Lost Inner Solar System Material


Currently, I am working with Dr. Andre Izidoro at Rice University. We use Mo isotope data to determine the BSE composition of the Earth and the initial isotopic distributions required to recreate it. Initial results demonstrate a steep gradient required to reproduce our current assumed composition.

Presentation at NASA John Glenn Space Center


I was awarded a scholarship through the Ohio Space Grant Consortium for my work on Impact Ejecta Quantification during planet accretion. Here is a picture of me during the conference at which I presented my work. Picture of me in front of a photo wall with other scholarship and fellowship recipients.

Emplacement Efficiency of Impact Ejecta in the Asteroid Belt


During undergrad, I worked with Dr. Seth Jacobson at Michigan State University. This abstract is the culmination of our work:
The giant impact era includes the Moon-forming impact but the overall scope and severity of this phase across the terrestrial planets is unknown. These violent collisions produce ejecta, some of which escapes onto heliocentric orbits. Using astrophysical N-body simulations, we show that a remnant fraction of this debris likely survives from the giant impact era of planet formation to today. The capture of impact ejecta onto long-term stable orbits in the main asteroid belt is enabled by gravitational interactions with Mars. Even when considering very different terrestrial planet formation scenarios, considerable amounts of impact debris is stranded in the asteroid belt contradicting modern asteroid surveys. Therefore, the giant impact era must either be severely limited or giant impact ejecta possesses a very steep size distribution.
This paper is in prep. Seth, my former advisor, and I in front of a poster at a conference at MSU. This is the first poster I presented about planet formation, with my advisor Seth, at a conference at Michigan State.

Estimating Strong Gravitational Lensing Parameters


In August 2023, I attended the Astromatic Hackathon at Ciela Institute in Montreal.
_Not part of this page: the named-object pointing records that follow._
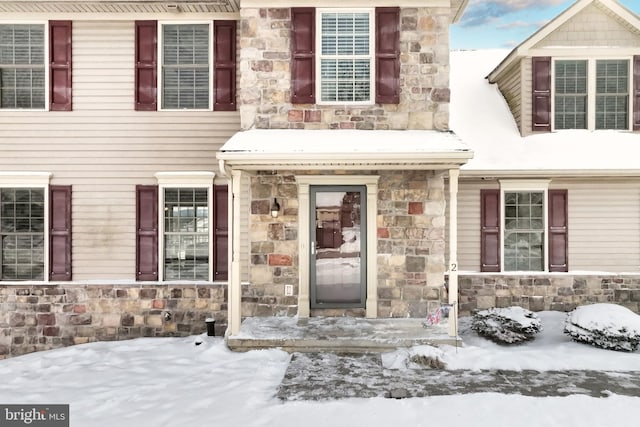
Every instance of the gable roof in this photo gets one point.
(522, 50)
(481, 118)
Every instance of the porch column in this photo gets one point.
(235, 285)
(453, 251)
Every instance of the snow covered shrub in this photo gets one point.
(511, 325)
(418, 357)
(607, 326)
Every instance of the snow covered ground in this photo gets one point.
(173, 382)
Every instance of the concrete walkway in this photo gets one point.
(329, 334)
(331, 376)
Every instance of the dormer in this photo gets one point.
(580, 71)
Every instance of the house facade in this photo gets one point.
(123, 215)
(113, 213)
(344, 116)
(549, 207)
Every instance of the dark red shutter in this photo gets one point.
(387, 55)
(303, 40)
(146, 66)
(558, 234)
(224, 65)
(636, 92)
(60, 75)
(541, 94)
(146, 232)
(60, 232)
(221, 232)
(490, 230)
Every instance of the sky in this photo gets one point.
(172, 382)
(507, 23)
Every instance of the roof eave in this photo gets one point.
(352, 161)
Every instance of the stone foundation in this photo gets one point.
(559, 292)
(44, 317)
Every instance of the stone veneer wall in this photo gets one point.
(265, 79)
(43, 317)
(410, 241)
(559, 292)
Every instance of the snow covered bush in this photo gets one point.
(608, 326)
(510, 325)
(418, 357)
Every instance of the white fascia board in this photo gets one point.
(342, 3)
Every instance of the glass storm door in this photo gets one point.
(338, 242)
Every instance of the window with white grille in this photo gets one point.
(22, 66)
(571, 95)
(592, 94)
(346, 56)
(186, 234)
(612, 94)
(185, 66)
(22, 233)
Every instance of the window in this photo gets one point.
(524, 227)
(186, 234)
(524, 230)
(22, 66)
(22, 231)
(345, 60)
(185, 66)
(571, 95)
(592, 94)
(346, 56)
(187, 240)
(612, 94)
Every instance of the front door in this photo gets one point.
(338, 256)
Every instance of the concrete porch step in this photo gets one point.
(337, 334)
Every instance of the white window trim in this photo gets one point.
(591, 89)
(31, 180)
(160, 64)
(183, 180)
(372, 55)
(507, 185)
(46, 65)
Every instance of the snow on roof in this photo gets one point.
(289, 148)
(343, 141)
(480, 116)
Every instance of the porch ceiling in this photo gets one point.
(287, 149)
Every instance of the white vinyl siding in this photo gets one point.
(22, 66)
(103, 148)
(345, 56)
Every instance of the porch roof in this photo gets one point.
(288, 149)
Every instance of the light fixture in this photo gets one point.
(275, 208)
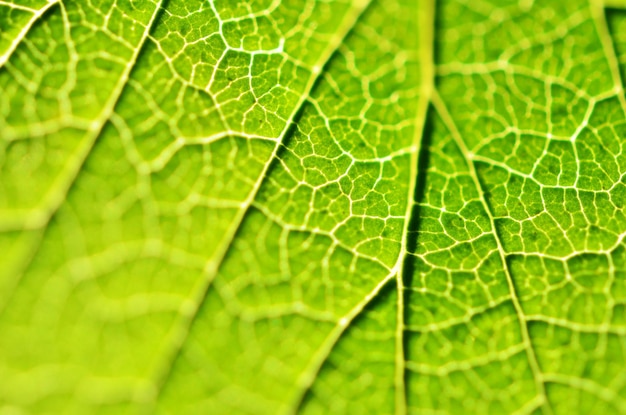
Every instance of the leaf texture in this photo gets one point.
(309, 206)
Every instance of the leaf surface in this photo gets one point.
(312, 207)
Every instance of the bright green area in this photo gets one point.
(305, 206)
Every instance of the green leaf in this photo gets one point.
(309, 206)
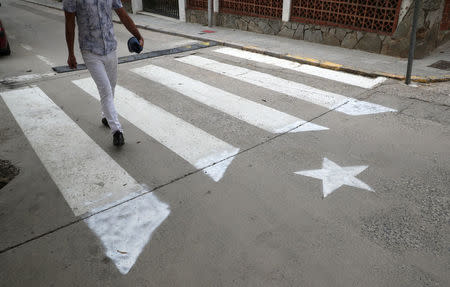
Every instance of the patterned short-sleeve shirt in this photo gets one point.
(95, 26)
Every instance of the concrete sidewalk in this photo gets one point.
(336, 58)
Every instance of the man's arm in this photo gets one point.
(70, 38)
(129, 24)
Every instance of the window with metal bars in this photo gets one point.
(255, 8)
(197, 4)
(379, 16)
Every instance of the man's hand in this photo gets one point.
(72, 62)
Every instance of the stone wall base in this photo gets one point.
(428, 38)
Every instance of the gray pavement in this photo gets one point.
(356, 60)
(261, 224)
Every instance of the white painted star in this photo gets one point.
(334, 176)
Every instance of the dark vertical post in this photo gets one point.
(412, 44)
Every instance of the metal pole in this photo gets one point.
(412, 44)
(210, 11)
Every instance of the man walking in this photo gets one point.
(98, 48)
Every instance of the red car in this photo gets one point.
(4, 45)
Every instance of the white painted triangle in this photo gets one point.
(217, 171)
(358, 108)
(127, 228)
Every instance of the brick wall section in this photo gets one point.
(445, 24)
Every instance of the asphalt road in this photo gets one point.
(237, 171)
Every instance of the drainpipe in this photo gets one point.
(412, 44)
(286, 10)
(136, 6)
(216, 11)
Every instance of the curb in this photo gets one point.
(294, 58)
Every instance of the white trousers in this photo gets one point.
(103, 70)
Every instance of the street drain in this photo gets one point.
(7, 172)
(442, 65)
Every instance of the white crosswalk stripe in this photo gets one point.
(196, 146)
(251, 112)
(338, 76)
(86, 175)
(303, 92)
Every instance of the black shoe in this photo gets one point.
(105, 122)
(118, 139)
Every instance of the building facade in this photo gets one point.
(378, 26)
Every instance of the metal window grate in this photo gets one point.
(379, 16)
(197, 4)
(255, 8)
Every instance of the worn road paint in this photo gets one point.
(290, 88)
(191, 143)
(355, 80)
(334, 176)
(248, 111)
(26, 47)
(126, 229)
(88, 178)
(45, 60)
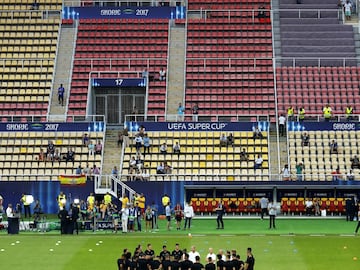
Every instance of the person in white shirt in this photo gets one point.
(282, 121)
(211, 254)
(124, 218)
(189, 214)
(193, 253)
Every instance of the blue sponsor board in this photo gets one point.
(51, 127)
(133, 82)
(178, 12)
(197, 126)
(310, 126)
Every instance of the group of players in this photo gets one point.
(182, 260)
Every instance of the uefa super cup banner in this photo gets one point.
(129, 12)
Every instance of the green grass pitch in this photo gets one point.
(295, 244)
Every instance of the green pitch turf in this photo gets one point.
(295, 244)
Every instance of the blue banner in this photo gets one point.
(129, 12)
(313, 126)
(51, 127)
(133, 82)
(197, 126)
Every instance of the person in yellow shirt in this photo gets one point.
(91, 201)
(107, 198)
(348, 113)
(327, 112)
This was a week-long program that began with crash courses on different types of machine learning and their implementation. We used a Bayesian Neural Network (BNN) to estimate the parameters of strong gravitational lensing. We then utilized MCMC methods to present the errors of our models, and show how to improve our algorithms. The presentation explained background, methodology, and demonstrated advanced error analysis. Finally, we suggested improvements on our model for future work.
Our detailed error analysis won over the judges, and led to our group winning the Hackathon. While training a neural network in 36 hours is admirable, it is more impressive to be able to explain the issues with the model, the possible improvements, and the theory behind the work.